The Joy Of Co-Op
This article was published last year in PC Gamer UK. It's my ode to co-op gaming, and it features quotes from Epic's Clifford Bleszinski and the excellent Harvey 'Witchboy' Smith. (Shame about that Blacksite game, eh?) I've revised it slightly for 2008.
It's our favourite abbreviation: co-op. We're not simply talking about your basic multiplayer here, [...]
This article was published last year in PC Gamer UK. It's my ode to co-op gaming, and it features quotes from Epic's Clifford Bleszinski and the excellent Harvey 'Witchboy' Smith. (Shame about that Blacksite game, eh?) I've revised it slightly for 2008.
It's our favourite abbreviation: co-op. We're not simply talking about your basic multiplayer here, and nor are singing odes to teamplay in Counter-Strike or World Of Warcraft. We're talking co-operation. A couple of gamers versus the game. That is where some the very best gaming moments lie.
I agree making co-op is a design challenge, but I've seen games with a local or LAN co-op and online multiplayer, but no online co-op. What the hell is with that? They've got the netcode, they've got the co-op code, why can't they combine them?
Coops rules. For me, by far the best coop games so far are still OFP/ArmA. They are sandbox enough that you can enjoy them as much playing alone as you can with 8 or more people on the same map, without it becoming smultiplayer (hey, new phrase!): playing a multiplayer game alone (like levelling in WoW).
deject wrote:I agree making co-op is a design challenge, but I've seen games with a local or LAN co-op and online multiplayer, but no online co-op. What the hell is with that? They've got the netcode, they've got the co-op code, why can't they combine them?
Probably because their sloppy netcode would cause horrendous lag on anything less than a LAN connection.
I enjoy co-op games, especially ones I'm not very good at. I get on with RTS games better as a co-op multiplayer than I do versus other players, although I generally still end up way behind. Left4Dead is looking like it has some good co-op potential.
What we're missing is something big, with decent co-op. Swot and Jops were quite good fun but both games are quite old and lacked polish even when they were new.
RTS games have been better at supporting this feature than FPS games, partly because in tactical games it's very tricky setting up enjoyable games with players of even slightly differing ability levels, whereas teaming up to cream the CPU is somehow more satisfying in a strategy game than it is an action one. Soup Cum was a good example, but could lag horribly if someone's connection was a bit below par.

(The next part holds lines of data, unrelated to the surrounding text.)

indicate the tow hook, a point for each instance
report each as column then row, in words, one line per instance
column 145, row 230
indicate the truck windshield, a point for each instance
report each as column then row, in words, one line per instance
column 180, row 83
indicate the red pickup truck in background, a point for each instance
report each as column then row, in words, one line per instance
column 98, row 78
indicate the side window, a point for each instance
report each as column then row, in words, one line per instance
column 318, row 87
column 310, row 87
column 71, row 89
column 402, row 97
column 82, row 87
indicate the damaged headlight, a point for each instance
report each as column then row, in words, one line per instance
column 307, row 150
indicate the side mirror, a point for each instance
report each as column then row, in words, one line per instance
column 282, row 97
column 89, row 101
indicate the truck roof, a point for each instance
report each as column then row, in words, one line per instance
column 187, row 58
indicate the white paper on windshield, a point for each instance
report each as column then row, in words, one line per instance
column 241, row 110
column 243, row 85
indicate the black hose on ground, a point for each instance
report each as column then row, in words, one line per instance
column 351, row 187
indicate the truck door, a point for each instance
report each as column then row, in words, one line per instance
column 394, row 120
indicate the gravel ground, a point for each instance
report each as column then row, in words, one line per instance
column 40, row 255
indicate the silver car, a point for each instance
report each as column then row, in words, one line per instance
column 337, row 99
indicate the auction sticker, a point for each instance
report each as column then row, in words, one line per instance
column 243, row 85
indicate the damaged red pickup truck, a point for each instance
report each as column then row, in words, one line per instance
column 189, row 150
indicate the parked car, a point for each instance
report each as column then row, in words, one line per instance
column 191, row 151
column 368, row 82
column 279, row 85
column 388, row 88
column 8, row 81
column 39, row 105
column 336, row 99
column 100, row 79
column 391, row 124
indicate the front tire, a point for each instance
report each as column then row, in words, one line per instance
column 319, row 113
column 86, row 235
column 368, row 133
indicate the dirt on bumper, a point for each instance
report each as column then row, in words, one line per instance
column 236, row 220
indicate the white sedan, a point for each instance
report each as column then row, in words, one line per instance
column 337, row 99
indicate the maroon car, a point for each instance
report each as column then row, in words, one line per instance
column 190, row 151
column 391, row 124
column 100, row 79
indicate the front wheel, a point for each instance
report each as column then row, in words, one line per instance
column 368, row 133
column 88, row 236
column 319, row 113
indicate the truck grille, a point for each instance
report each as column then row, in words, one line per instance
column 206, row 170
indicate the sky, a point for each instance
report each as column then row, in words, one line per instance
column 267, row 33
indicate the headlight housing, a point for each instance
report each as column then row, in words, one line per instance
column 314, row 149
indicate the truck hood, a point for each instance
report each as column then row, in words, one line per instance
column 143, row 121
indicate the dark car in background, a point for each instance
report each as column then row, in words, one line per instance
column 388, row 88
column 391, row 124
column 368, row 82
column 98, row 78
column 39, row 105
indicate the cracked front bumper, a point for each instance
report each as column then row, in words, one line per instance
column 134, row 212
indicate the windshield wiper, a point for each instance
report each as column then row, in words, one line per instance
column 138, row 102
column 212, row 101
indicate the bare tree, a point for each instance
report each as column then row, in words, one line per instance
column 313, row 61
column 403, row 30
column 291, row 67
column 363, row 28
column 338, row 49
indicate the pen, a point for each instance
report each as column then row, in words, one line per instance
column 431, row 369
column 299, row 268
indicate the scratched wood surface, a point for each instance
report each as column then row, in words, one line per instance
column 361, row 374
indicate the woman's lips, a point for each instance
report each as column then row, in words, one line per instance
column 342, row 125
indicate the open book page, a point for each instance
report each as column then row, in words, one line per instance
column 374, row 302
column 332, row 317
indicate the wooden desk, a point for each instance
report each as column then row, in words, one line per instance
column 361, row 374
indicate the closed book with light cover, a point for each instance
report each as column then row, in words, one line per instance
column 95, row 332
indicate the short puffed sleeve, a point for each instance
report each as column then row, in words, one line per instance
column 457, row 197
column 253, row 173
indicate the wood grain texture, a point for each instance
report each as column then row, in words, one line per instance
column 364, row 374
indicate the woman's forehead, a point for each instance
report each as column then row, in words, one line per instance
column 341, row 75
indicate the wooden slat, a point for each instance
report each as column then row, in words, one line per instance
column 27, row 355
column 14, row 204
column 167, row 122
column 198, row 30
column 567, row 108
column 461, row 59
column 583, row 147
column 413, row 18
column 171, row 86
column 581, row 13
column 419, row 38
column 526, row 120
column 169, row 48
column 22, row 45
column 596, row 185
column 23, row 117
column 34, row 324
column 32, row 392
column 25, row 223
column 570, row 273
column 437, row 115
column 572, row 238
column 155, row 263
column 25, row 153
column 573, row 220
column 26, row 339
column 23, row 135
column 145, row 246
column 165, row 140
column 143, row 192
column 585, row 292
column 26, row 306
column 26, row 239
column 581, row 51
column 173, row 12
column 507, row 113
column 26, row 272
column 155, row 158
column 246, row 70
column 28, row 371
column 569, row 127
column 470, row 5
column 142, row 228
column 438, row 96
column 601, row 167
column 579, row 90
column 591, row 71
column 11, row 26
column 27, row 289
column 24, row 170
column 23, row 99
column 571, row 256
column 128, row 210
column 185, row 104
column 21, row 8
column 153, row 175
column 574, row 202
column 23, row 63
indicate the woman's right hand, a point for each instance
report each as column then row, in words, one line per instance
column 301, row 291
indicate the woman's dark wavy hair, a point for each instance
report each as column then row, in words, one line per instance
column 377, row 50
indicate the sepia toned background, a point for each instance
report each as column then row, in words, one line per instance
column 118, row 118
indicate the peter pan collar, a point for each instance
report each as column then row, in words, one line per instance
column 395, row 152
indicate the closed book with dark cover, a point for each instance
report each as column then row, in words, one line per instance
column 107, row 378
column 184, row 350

Recent big names like Gears of War and Army of Two act like they have invented the co-op genre, but both feel rather unwieldy - though that may be because of my relative ineptness at FPS games with console controllers.
What deject said about the netcode makes sense - if they can do an online team vs. team mode, that's no different to a team vs. CPU option when the CPU side has the same number of players - I guess it only falls down if their netcode cannot handle a team vs. many CPU players, which is after all the more enjoyable scenario.
I don't think there should be any excuses on the technical side, after all we have been multiplayer gaming with 32 or so players since the Doom/Quake era and those games were designed to be playable over modems and MMOs have shown that vast numbers of players in the same world are possible. Only a few numbers, such as an arbitrary point indicating each item's location, its direction, direction of view (for players) its current model and frame of animation need be sent over the network - the local clients work the rest out and render it. Networks are faster now and having lots of destructible, carryable or drivable objects in an arena generates no less network traffic than NPCs.
I guess the only excuses are that bots have a bad name for being stupid (see Army of Two) although it could be argued that real people will always trump any bot in that department (see The Ship), or perhaps that playtesters didn't enjoy proposed co-op modes and they were dropped or not worked on - in which case I would put forward that they need different playtesters.
GTA IV has come the closest, with a nice variety of online modes, a couple of which are co-op, but lets itself down with no local (split screen) or LAN play, plus you can't run the excellent sandbox mode unless you are networked. However, it should be a lot of fun when the PC version inevitably appears.